Monday, January 18, 2010

Journal 2A
Robert Overholt

As I tried to explain to Mr. Glenn, basketball consumed my schedule this weekend. As a result, I was unfortunately unable to attend the modern adaptation of Julius Caesar. Of course, I was devastated at this loss both because I missed out on Mr. Glenn’s truly phenomenal directing work and I was unable to get bonus points for attending the play. Tragic… almost more so then the play itself! Yet, my hope is that by writing this review about the recent play, Julius Caesar, as well as the play I saw over the summer at Lambert High School, Othello. Maybe Mr. Glenn will be generous and grant me a few bonus points if I make the effort?
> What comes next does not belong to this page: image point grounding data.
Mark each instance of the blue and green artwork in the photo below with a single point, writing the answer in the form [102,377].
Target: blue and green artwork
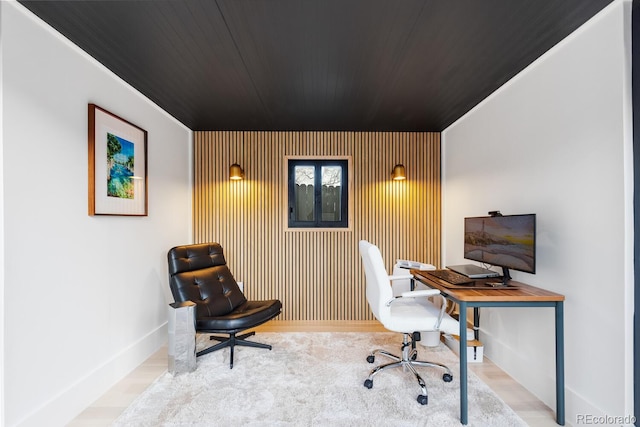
[120,167]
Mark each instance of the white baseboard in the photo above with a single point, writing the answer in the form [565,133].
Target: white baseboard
[69,403]
[535,381]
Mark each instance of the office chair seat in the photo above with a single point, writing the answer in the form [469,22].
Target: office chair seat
[409,313]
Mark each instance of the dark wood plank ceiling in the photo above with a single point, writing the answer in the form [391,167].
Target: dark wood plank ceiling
[362,65]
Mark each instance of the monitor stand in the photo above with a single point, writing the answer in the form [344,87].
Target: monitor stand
[506,277]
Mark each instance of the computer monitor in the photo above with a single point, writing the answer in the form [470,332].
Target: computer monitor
[507,241]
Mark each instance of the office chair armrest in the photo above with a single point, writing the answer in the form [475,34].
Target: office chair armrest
[416,294]
[429,293]
[421,293]
[400,277]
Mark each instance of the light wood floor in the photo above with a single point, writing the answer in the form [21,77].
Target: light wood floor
[106,409]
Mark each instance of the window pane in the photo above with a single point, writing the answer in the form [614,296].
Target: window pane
[331,193]
[304,195]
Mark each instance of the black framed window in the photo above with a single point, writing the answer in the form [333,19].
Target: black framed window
[318,193]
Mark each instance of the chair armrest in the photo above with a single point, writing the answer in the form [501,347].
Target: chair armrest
[425,293]
[400,277]
[421,293]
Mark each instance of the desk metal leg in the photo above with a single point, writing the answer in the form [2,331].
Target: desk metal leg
[476,323]
[462,318]
[560,363]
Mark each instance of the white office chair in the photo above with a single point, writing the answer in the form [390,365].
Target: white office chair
[410,312]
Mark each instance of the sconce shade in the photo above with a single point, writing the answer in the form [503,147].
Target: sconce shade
[236,172]
[398,173]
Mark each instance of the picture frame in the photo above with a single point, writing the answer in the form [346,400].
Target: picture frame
[117,165]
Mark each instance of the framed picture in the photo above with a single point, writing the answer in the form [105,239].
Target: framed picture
[117,165]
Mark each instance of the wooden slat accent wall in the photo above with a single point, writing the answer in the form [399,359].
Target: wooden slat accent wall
[316,274]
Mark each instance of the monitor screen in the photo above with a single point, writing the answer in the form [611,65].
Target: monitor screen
[504,241]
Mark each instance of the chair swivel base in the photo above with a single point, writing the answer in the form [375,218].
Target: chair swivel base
[407,361]
[231,342]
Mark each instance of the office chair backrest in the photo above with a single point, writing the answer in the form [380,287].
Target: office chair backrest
[199,273]
[379,291]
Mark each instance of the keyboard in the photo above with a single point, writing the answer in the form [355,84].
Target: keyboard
[450,276]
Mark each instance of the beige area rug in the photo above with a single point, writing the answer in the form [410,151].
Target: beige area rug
[314,379]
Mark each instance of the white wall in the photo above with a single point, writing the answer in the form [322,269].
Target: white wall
[85,298]
[556,141]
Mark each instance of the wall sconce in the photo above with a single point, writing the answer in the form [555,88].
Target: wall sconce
[398,173]
[235,172]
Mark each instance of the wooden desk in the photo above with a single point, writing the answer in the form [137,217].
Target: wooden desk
[522,296]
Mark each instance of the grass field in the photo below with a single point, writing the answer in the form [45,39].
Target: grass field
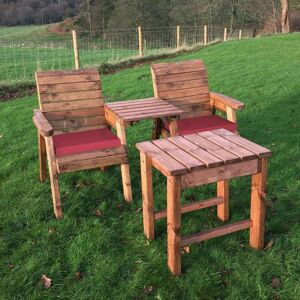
[110,253]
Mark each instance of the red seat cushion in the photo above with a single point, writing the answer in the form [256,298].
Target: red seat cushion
[198,124]
[84,141]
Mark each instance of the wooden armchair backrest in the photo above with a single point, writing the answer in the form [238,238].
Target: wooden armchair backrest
[183,84]
[71,100]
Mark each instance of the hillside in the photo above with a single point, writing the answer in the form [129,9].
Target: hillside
[88,256]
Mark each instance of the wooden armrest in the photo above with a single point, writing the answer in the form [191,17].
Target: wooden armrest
[42,124]
[228,101]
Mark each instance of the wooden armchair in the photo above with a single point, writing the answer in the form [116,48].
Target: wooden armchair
[72,129]
[185,85]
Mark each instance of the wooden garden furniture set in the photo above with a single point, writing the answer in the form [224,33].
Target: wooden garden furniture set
[198,147]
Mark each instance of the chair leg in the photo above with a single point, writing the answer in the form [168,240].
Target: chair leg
[157,127]
[53,174]
[42,158]
[126,182]
[223,191]
[55,194]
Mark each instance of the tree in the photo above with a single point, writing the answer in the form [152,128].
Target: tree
[285,16]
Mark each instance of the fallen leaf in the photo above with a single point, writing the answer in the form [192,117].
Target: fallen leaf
[185,249]
[120,206]
[98,213]
[225,273]
[148,289]
[270,244]
[138,210]
[51,230]
[46,281]
[275,282]
[225,282]
[10,266]
[78,275]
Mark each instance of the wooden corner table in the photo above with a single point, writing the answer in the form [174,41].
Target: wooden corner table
[123,113]
[196,159]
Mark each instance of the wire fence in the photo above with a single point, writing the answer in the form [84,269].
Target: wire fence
[20,59]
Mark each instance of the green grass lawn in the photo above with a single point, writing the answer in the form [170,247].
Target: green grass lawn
[24,49]
[114,259]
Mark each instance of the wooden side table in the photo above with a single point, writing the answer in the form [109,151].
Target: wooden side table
[123,113]
[197,159]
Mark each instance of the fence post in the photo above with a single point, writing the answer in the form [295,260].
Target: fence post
[178,37]
[205,35]
[225,34]
[141,50]
[76,53]
[240,34]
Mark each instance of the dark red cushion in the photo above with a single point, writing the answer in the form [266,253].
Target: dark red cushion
[84,141]
[198,124]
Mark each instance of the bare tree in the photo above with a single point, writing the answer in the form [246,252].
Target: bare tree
[285,16]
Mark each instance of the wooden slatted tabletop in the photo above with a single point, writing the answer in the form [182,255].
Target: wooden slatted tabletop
[209,149]
[136,110]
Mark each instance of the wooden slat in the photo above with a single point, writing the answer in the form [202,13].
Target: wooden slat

First off, my favorite play by Shakespeare (not really saying much…) is by far Julius Caesar. Of all of the Shakespeare that I have read, I think Julius Caesar is the only play with action, save the one act in Romeo and Juliet where everyone goes suicidal. This play is centralized around a plot that I can comprehend because Caesar actually existed in history. The Elizabethan language is also not as strong in this play, making it easier to understand. I would have loved to see the modern adaptation that Mr. Glenn put together to catch the twists and spins on Shakespeare’s original, but that didn’t happen. I heard that the play Mr. Glenn directed was something else. Other classmates that were able to attend the showing over the weekend said that it was creative and intriguing. The modernization of the themes and plot was a hit to the audience. Once again, I regret to say that I missed out on the action of Shakespeare’s finest.
Despite the fact I was unable to make it to this recent play, I did drive thirty minutes to Lambert High School this summer to watch Mr. Glenn direct Othello. This play was phenomenal, and I’m not just sucking up because I know Mr. Glenn is reading this. The characters did a laudable job in performing such a complicated play. Included in the show were creative twists to help the audience comprehend certain scenes. For example, they had brief intermissions between each scene where two characters discussed what happened in the scene. There was also a bell that the audience could ring if they didn’t catch what a certain line meant. The audience was also included in the wardrobe. Each person admitted received a white piece of cloth to represent the sameness of the society in which Othello lived. All of these creative attributes aided in the overall presentation. I was impressed with not only the talent of the actors, but also the creativity and details that were involved in the entire production. Bravo.
The drive to Lambert was worth it. Popcorn and Shakespeare is an addicting combination. I regret that I was unable to make it to the play this weekend, but I’m hoping this journal and my visit to see Othello for no bonus points will do the trick and earn me some bonus. It would be greatly appreciated (and needed).